To what extent has the Haar measure been generalized? It is known that all locally compact groups, and therefore compact groups, have a left-invariant Haar measure which is unique up to scalar constant, also a right-invariant one. Is there a strictly wider class of groups that has such a measure? What about weakening of these measures? What about hypergroups?
Thank you. HTTT.
 A: For hyperfinite groups - ultraproducts $G$ of sequences of finite groups $G_n$ - one has the Loeb probability measure, which is analogous to Haar measure in that it is a bi-invariant probability measure.  The catch though is that the Loeb measure is not measurable with respect to a Borel sigma algebra (indeed, there is no natural topology to place on a hyperfinite group), but instead on the Loeb sigma algebra generated by applying the Caratheodory construction to the Boolean algebra of internal sets (the ultraproduct of subsets $E_n$ of $G_n$, which have measure equal to the (standard part of the) ultralimit of $|E_n|/|G_n|$).
One way to think of this is that while a hyperfinite group $G$ is not a topological space, it is a sigma-topological space - it has a collection of "open" sets (countable union of internal sets) which obey a weakened version of the topology axioms in which one has closure only under countable unions rather than arbitrary unions.  Loeb measure is then the analogue of Haar measure with respect to this sigma-topology.  I discuss this a bit in my paper with Bergelson.
One can also generalise from the hyperfinite case to ultraproducts of compact groups, or even locally compact groups if one normalises things properly.
A: For general locally compact hypergroups, the existence of a Haar measure is still an open problem as far as I know.  It has been answered affirmatively for Abelian, compact, or discrete hypergroups and those arising as coset spaces from locally compact groups.  
A: For a Hausdorff topological group, it is equivalent to admit a (quasi-)leftinvariant Radon measure and being locally compact.

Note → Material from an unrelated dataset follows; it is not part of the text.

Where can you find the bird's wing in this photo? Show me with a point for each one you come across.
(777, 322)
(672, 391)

Reference: http://www.ams.org/journals/proc/1972-035-02/S0002-9939-1972-0318777-5/S0002-9939-1972-0318777-5.pdf
I don't know about Hypergroups.
It seems that quotient of topological groups give Hypergroups: Note that $G/H$ admits in general only a $G$-invariant measure if the modular functions of $G$ and $H$ coincide on $H$. I am not sure if that helps in your context.